Originally published on Responsible Advertising for Patient Safety
Exposing the Litigation Financing, Advertising and Gaming Techniques that Are Threatening American Health Care
Medical device manufacturers are increasingly targeted by a mass tort generation machine of unprecedented size and scope. A too hidden network of financiers and claim generators fund TV, radio, internet, and social media ads to recruit large numbers of potential plaintiffs. The lawyers then leverage the sheer number of filings, regardless of the merit of each claim, into consolidated proceedings and pressure companies into mass “inventory settlements.” They are manufactured purely to feed a business model that takes advantage of the civil justice system.
This piece shines light on this mass tort generation machine against medical device manufacturers, explaining how it works and cautioning against the impact it is having on American healthcare.
Investment Capital Funds the Generation of Mass Tort Litigation
As the New York Times exposé How Profiteers Lure Women into Often-Unneeded Surgery found, mass tort litigation, particularly against medical device manufacturers, is now “fueled by banks, private equity firms and hedge funds.” These financiers inject huge amounts of investment capital into generating litigation, a new phenomenon that is responsible for the recent explosion of lawsuits over many medical devices and prescription drugs.
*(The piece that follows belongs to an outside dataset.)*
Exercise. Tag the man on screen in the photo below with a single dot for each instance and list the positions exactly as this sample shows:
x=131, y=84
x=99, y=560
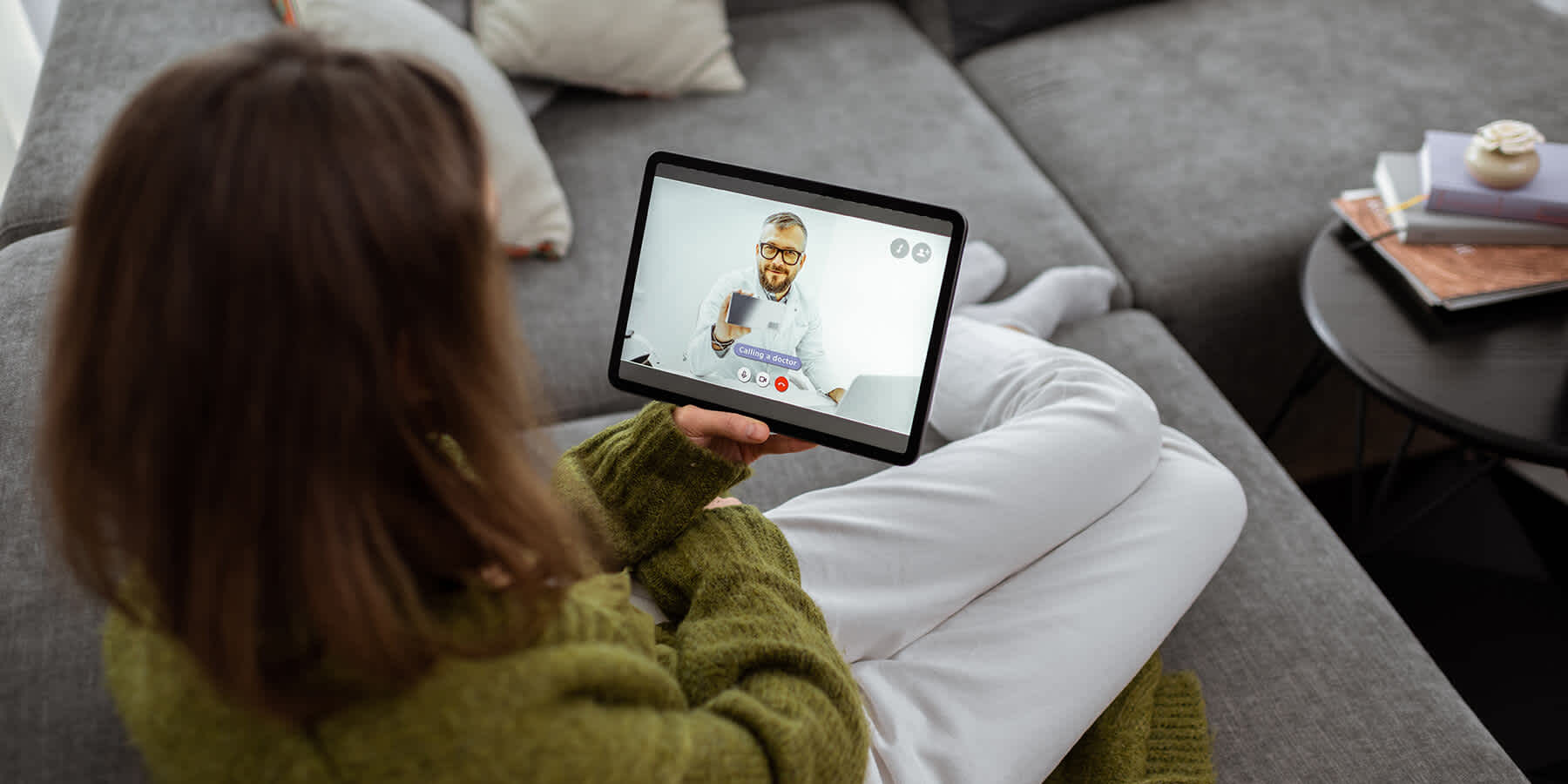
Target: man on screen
x=780, y=258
They generate “immense” profits by funding mass marketing campaigns to recruit plaintiffs and lawyers to litigate the claims.
Third Party Litigation Financing, as this new financial sector is called, is a multi-billion dollar industry that is growing exponentially. There are now at least 30 firms dedicated to litigation financing, with start-ups regularly entering the market to finance personal injury, class actions, business disputes and other types of cases.